Am 26. Februar erhielt Artyom Goncharenko, Mitglied der Oppositionsbewegung Vesna («Frühling»), eine 25-tägige Verwaltungshaftstrafe, weil er im Fenster seiner Wohnung eine aufblasbare Gummiente zur Schau gestellt hatte, als der Protestzug vorbeizog. Seit 2017 sind gelbe Enten zu einem beliebten Symbol der Opposition geworden.
Amnesty fordert, dass alle Protestierenden und politischen Aktivisten, die lediglich aufgrund der friedlichen Wahrnehmung ihrer Rechte auf Meinungs- und Versammlungsfreiheit festgenommen wurden, sofort und bedingungslos freigelassen werden.
Schlechte Vorzeichen für die Fussball-WM
Angesichts des herrschenden Klimas der Unterdrückung, sieht Amnesty dem nächsten Grossereignis nach den Wahlen, der Fussball-Weltmeisterschaft, mit Besorgnis entgegen.
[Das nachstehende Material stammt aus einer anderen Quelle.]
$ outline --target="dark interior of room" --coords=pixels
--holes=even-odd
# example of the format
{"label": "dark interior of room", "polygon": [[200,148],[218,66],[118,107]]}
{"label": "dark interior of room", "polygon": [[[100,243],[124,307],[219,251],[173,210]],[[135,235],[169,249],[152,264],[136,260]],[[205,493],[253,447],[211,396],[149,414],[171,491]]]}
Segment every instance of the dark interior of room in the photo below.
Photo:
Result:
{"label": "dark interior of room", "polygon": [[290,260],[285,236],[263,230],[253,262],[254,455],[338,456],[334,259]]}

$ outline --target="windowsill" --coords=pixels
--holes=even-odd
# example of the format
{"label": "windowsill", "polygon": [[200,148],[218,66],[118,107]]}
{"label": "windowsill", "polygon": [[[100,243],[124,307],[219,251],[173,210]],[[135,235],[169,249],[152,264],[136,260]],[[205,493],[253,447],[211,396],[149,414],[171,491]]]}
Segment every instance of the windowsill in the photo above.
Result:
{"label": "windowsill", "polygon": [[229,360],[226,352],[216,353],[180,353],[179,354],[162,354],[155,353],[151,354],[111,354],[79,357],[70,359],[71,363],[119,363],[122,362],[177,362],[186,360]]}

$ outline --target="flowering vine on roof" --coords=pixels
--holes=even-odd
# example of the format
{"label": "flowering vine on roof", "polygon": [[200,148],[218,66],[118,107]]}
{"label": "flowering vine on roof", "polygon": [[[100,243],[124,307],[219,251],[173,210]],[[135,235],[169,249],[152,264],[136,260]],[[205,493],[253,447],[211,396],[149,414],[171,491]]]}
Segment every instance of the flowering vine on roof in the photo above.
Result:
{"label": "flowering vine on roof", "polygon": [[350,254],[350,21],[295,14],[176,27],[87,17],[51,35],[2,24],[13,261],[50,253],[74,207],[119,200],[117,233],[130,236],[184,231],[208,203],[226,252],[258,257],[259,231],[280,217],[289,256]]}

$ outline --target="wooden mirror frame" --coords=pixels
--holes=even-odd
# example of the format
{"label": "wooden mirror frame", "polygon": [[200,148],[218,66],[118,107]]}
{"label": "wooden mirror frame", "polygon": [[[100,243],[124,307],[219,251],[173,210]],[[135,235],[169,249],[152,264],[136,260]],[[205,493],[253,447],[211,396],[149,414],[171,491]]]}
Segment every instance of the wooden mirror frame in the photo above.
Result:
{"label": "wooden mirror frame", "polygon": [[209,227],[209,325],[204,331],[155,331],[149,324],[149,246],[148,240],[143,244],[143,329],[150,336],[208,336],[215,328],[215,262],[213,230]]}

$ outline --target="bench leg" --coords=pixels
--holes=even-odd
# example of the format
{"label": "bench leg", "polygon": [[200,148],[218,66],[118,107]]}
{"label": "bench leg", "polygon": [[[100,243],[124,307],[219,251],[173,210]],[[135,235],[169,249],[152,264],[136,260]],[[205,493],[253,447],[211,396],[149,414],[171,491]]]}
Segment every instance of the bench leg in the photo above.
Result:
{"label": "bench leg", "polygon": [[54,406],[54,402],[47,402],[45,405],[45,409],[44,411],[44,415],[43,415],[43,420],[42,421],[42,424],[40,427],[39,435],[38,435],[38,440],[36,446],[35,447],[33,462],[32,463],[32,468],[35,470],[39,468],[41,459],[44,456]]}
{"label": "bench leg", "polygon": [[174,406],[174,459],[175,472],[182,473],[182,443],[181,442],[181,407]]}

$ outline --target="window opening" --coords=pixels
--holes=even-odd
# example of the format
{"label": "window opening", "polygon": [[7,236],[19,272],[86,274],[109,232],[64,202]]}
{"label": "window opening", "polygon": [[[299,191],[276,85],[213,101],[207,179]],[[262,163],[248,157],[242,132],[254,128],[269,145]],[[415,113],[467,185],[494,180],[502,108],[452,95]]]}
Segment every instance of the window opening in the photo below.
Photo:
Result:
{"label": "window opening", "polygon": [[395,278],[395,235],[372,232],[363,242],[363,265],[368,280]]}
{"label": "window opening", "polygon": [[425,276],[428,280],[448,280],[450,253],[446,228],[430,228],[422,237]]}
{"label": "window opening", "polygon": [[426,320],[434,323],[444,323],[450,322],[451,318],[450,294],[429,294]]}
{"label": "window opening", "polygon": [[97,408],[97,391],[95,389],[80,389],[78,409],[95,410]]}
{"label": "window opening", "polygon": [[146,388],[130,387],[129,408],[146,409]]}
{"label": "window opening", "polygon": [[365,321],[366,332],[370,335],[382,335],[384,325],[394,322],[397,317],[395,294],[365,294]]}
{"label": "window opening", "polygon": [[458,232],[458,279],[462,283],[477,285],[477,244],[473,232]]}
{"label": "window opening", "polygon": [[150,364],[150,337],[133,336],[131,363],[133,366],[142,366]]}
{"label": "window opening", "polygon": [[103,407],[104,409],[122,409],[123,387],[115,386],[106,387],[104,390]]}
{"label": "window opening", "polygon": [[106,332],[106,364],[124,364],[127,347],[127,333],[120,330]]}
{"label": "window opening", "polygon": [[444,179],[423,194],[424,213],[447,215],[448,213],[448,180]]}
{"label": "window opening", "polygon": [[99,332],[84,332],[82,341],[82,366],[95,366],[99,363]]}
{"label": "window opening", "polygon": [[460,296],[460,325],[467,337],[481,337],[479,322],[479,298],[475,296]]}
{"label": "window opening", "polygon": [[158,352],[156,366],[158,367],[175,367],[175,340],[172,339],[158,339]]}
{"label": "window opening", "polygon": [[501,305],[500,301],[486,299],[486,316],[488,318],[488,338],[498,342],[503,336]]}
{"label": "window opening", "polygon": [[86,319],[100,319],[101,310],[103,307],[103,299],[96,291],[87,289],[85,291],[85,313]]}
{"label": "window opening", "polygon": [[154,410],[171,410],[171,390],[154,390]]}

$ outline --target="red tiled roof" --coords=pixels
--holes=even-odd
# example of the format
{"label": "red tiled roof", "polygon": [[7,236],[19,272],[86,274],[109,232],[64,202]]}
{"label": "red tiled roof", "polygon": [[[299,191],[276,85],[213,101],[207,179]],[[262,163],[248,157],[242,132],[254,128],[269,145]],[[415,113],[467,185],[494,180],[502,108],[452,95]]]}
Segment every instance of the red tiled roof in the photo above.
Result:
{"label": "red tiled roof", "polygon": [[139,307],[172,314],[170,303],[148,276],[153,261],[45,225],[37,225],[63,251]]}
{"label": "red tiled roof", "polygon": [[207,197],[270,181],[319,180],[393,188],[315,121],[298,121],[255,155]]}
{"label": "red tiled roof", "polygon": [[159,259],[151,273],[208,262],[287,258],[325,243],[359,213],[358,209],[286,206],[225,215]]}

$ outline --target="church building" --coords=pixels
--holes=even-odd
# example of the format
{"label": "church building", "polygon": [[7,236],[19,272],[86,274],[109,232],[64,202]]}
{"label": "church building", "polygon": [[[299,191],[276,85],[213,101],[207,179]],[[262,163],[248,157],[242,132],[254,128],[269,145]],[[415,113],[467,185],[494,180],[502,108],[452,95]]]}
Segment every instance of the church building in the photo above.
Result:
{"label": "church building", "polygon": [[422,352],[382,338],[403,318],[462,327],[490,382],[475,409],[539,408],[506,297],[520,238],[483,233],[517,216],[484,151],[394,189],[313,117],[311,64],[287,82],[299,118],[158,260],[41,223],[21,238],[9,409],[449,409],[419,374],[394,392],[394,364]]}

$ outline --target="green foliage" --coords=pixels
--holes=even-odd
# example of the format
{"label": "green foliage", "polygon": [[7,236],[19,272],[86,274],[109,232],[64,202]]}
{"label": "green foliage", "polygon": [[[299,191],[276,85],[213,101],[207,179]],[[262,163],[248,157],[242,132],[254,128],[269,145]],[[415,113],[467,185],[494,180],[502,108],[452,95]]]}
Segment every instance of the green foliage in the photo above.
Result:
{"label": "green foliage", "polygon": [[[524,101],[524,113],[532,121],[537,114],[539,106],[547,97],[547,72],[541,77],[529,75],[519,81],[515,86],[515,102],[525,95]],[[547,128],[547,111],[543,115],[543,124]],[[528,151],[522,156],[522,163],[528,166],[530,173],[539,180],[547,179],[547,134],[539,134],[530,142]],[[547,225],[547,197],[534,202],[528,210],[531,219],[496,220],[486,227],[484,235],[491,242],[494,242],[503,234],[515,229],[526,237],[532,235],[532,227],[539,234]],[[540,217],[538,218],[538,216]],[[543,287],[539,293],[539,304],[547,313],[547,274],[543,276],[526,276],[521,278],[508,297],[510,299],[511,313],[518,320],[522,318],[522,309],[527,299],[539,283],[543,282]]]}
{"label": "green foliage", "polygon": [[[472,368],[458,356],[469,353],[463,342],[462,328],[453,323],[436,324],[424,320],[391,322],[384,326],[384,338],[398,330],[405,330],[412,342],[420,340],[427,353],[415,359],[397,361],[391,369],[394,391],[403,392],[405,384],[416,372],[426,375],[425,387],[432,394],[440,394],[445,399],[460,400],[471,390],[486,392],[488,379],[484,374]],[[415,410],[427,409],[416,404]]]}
«Präsident Putin hat schon mehrmals bewiesen, dass er nicht davor zurückscheut, unbequeme Kritiker wegzusperren, wenn sein Land im internationalen Scheinwerferlicht glänzen soll. Die Fifa sollte sich dessen bewusst sein und ihre neue Menschenrechtspolitik konsequent umsetzen», fordert Lisa Salza, Länderverantwortliche für Europa und Zentralasien bei Amnesty Schweiz: «Ein Fall wie jener von Evgeny Vitishko gilt es absolut zu verhindern.»
Der Umweltschützer wurde im Vorfeld der Olympischen Spiele in Sotschi festgenommen, weil er gegen den Mega Sportevent protestiert hatte. Nach einem unfairen Verfahren wurde er zu drei Jahren Haft verurteilt, im November 2015 dann frühzeitig entlassen.
Die rücksichtslose Durchsetzung des drakonischen Gesetzes zur Einschränkung der Meinungs- und Versammlungsfreiheit oder des Anti-Gay-Propaganda-Gesetzes sollten die Fifa aufhorchen lassen. Amnesty International wird genau hinschauen, ob der Weltfussballverband sein Versprechen einhält, Menschenrechtsverteidigerinnen und Medienschaffende im Kontext der WM zu schützen.
Hintergrund
Amnesty International verurteilt die Unterdrückung der Rechte auf freie Meinungsäusserung und friedliche Versammlung in Russland mittels der Einschränkung öffentlicher Versammlungen und des Einsatzes unverhältnismässiger Polizeigewalt und durch willkürliche Festnahmen, Misshandlungen, unfaire Gerichtsverfahren, hohe Geldstrafen sowie lange «Verwaltungshaftstrafen».